My mentors. . . have been the musician Ronan Guilfoyle, the corporate angel Barney Whelan, the publicist Christine Monk and the sculptor Paul Ferriter. These days daughter Amalia, wife Yanti and mother Lily are the women in my life, and they all project qualities of durability and stoicism that I do my best to absorb.

I chose the sax as my instrument because. . . like most people, I thought it was the ultimate passport to cool. As a nipper, my brother would sneak me into a southside session, where the McGuinness brothers would regularly cut loose, sowing the seeds of my jazz corruption. They germinated a decade later, hearing players like the majestic Dexter Gordon in London's Ronnie Scott's, where my musical education began in earnest.

Music gives children. . . the same things it gives the rest of us. A spectrum of emotional experience far beyond our descriptive capacities when we listen to it, and profound spatial, cognitive and social skills when we make it. Can any of us imagine a life without music?

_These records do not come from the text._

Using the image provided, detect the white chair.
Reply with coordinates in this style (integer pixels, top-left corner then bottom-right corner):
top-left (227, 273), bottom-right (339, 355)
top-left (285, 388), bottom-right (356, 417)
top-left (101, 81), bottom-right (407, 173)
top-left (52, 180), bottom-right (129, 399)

Dublin needs a jazz venue because. . . This is a great city of music, and a decent room with a Steinway and a nice acoustic would be an undoubted success. It would also provide a locus in which to incubate the next generation of audiences and performers – there is plenty of talent here. Until then, you could do a lot worse than a Thursday night in JJ Smyths on Aungier Street.

If I had to reinvent myself again I'd . . .take heart from having reinvented several times before. At various times I have been a chef, musician, concert producer and arts administrator, with skirmishes into teaching, criticism and lobbying.

Musicians are. . . tough, uncompromising and thrifty, at least in my world. They are also brave and beautiful, and can sometimes be hard work. It is the way of all artists.

My most important life lesson has been. . . experience is the thing you get when you didn't get what you asked for.

Gerry Godley is director of the Improvised Music Company, a presenter on Lyric FM and curator of music for this year’s Kilkenny Arts Festival (August 5th-14th).